A deal emerged after weeks of fractious debate as Germany, Europe's paymaster, the Netherlands and Finland insisted on bank participation even at the risk of default.
France and the European Central Bank had opposed such a drastic scenario but a compromise was finally reached at an 11th-hour meeting between Sarkozy, German Chancellor Angela Merkel and ECB chief Jean-Claude Trichet late Wednesday.
The ECB secured a key demand for the the 17-nation eurozone's crisis fund to buy bad debt from struggling nations, a role the Frankfurt central bank had taken on alone until now.
The sweeping agreement expands the powers of the European Financial Stability Facility (EFSF), allowing it to relieve debt-stricken nations by buying their sovereign bonds at lower prices on secondary markets and providing bailouts for their banks.
Sarkozy said this amounted to "the initiation of a European monetary fund."
In what IMF chief Christine Lagarde called a "game-changing decisions," the eurozone also agreed to extend loan repayments and lower interest rates for Greece, Ireland and Portugal.
"All eurozone nations put aside their national selfishness and stated the principle that eurozone states cannot go into bankruptcy," said Italian Prime Minister Silvio Berlusconi.
The deal "went beyond market expectations," BNP Paribas said in a research note, calling the agreement "a major step towards stabilising the markets and a resolution of the debt crisis."
ING bank said in a research not that the new Greek aid package "is a positive development for the Euro area and it's a first step through the creation of a common fiscal and economic policy.
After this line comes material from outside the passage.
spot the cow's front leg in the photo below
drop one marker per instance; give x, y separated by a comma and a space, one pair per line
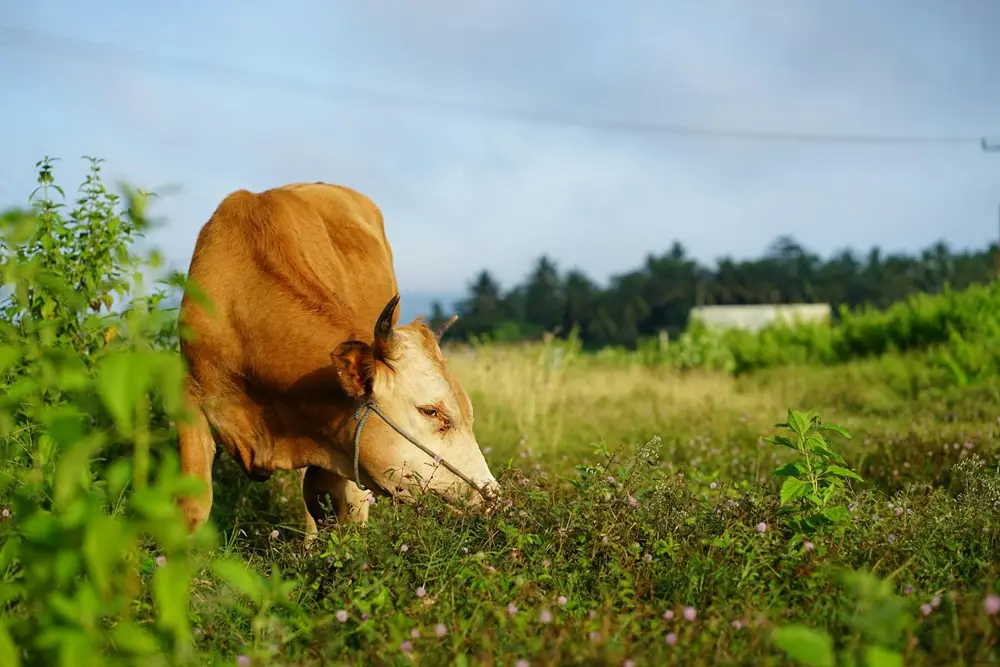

With pressure to address long-standing weaknesses, Sarkozy and German Chancellor Angela Merkel said they would propose in the coming weeks an overhaul of economic governance in the eurozone -- a step towards deeper integration demanded by markets.
The single currency area was born in 1999, but without a common budgetary policy, other than debt and deficit rules, to prevent wayward spending as each state wanted to guard its fiscal sovereignty.